J.D. (Justyn Dillingham), Wednesday, 6 July 2005 07:56 (eighteen years ago) link

if i had $50 to spend at an art book store, i'd buy loretta lux

dahlin (dahlin), Wednesday, 6 July 2005 08:26 (eighteen years ago) link

why, shes shit.

anthony, Wednesday, 6 July 2005 09:06 (eighteen years ago) link

you are

dahlin (dahlin), Wednesday, 6 July 2005 09:07 (eighteen years ago) link

Ha ha, I found that Gombrich book in a charity shop for FIFTY P!!! a few weekends ago.

MIS Information (kate), Wednesday, 6 July 2005 09:10 (eighteen years ago) link

i am but thats beside the point--its slightly facist digital trickey with an obsession for old forms of beauty, its this perfect thing that is so clean adn so precise and so pure that it falls into self parody, its a not .v clever 5 year old vogue shoot, its pretty w/o none of the socio-political work that has gone into pretty, she has no respect for her medium (either fotos or painting)

i loathe her

anthony easton (anthony), Wednesday, 6 July 2005 10:28 (eighteen years ago) link

anthony i am hyped that you rate "return of the real" so highly. it's my #1 pick, too. i also really like peter wollen's paris/manhattan. do you know it?

vahid (vahid), Sunday, 10 July 2005 18:28 (eighteen years ago) link

I want a copy of Serafini's Codex Seraphinianus in the worst way, but not at current collectors' prices. (About $350-400)

Rock Hardy (Rock Hardy), Sunday, 10 July 2005 19:47 (eighteen years ago) link

http://images.amazon.com/images/P/095434040X.01._SCLZZZZZZZ_.jpg

DPM Disruptive Pattern Material: An Encyclopaedia Of Camoflage: Nature, Military, Culture

cousin larry bundgee (bundgee), Sunday, 10 July 2005 19:55 (eighteen years ago) link

is it actually good--because it looks really exciting

anthony easton (anthony), Sunday, 10 July 2005 20:02 (eighteen years ago) link

vahid i havent read it but i want to

anthony easton (anthony), Sunday, 10 July 2005 20:03 (eighteen years ago) link

n/a, regarding Berger:

In my opinion, Berger is always worth reading. He writes so differently from everybody else-- a vacation from the usual condescension and pedantry of art crit. He's very intense. I liked "And Our Faces, My Heart, Brief as Photos."

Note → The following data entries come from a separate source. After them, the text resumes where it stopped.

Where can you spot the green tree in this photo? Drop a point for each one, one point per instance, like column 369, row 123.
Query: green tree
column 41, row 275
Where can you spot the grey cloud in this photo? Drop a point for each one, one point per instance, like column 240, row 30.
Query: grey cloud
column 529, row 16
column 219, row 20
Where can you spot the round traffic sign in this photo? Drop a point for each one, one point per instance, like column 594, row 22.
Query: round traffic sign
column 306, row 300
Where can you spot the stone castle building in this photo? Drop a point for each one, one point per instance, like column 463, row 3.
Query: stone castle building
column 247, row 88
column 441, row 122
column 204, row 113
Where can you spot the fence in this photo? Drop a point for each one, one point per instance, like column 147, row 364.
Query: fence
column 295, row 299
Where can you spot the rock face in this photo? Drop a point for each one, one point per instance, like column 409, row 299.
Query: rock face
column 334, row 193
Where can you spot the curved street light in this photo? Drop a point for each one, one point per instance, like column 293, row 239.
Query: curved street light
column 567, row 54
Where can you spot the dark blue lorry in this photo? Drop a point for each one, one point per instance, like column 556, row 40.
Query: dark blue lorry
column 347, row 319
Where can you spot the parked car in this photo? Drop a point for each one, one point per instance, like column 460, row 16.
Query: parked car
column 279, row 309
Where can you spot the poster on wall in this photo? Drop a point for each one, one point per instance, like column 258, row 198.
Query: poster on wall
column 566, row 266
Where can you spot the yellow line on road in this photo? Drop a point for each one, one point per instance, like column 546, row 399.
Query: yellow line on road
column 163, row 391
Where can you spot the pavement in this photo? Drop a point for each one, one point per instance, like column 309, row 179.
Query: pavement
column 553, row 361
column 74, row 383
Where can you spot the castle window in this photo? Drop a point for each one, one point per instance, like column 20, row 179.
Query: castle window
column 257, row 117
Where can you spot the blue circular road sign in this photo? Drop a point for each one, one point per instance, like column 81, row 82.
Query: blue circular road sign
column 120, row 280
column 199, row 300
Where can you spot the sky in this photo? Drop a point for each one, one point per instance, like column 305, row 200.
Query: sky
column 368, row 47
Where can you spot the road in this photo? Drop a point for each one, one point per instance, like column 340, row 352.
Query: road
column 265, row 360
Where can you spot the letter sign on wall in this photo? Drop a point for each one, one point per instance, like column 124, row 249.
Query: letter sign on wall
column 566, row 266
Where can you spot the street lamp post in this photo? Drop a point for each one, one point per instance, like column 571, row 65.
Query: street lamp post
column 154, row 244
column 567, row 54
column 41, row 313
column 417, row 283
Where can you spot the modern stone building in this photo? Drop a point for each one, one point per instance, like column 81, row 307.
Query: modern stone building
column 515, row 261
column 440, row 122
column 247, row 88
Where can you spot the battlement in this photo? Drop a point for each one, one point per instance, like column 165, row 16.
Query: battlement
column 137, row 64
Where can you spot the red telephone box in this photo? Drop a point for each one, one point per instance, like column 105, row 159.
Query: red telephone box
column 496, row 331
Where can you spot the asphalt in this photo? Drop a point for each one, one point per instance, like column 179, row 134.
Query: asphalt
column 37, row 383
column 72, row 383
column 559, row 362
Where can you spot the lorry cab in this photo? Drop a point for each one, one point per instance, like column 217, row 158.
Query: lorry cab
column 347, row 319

His essays are short, just a couple of pages, so you can find out for yourself if he's worth it just in the time it takes to boil some water for tea!

I just finished reading "The Shape of a Pocket" and loved some of the essays there. Some, though, I didn't understand.

Of his novels, "A Painter of Our Time" and "Pig Earth" are both wonderful.

flatness (flatness), Sunday, 10 July 2005 20:56 (eighteen years ago) link

http://www.cfa-berlin.com/image_base/publication/M/44.jpg

Ô¿Ô (eman), Sunday, 10 July 2005 21:02 (eighteen years ago) link

I haven't read this, but his columns for the Voice are usually pretty great:

http://www.bookthug.ca/miva/graphics/00000002/00498-%5BSeeing-Out-Loud%5D

Mary (Mary), Sunday, 10 July 2005 21:04 (eighteen years ago) link

Elmer Batters.

Bob Six (bobbysix), Sunday, 10 July 2005 21:12 (eighteen years ago) link


writings on cy twombly! it has barthes on scribbling, i think. i dunno if its in paperback, itd be nice

007 (thoia), Sunday, 10 July 2005 21:41 (eighteen years ago) link

i think jerry saltz is good at low bitchery, but i think his taste is too narrow and too new york.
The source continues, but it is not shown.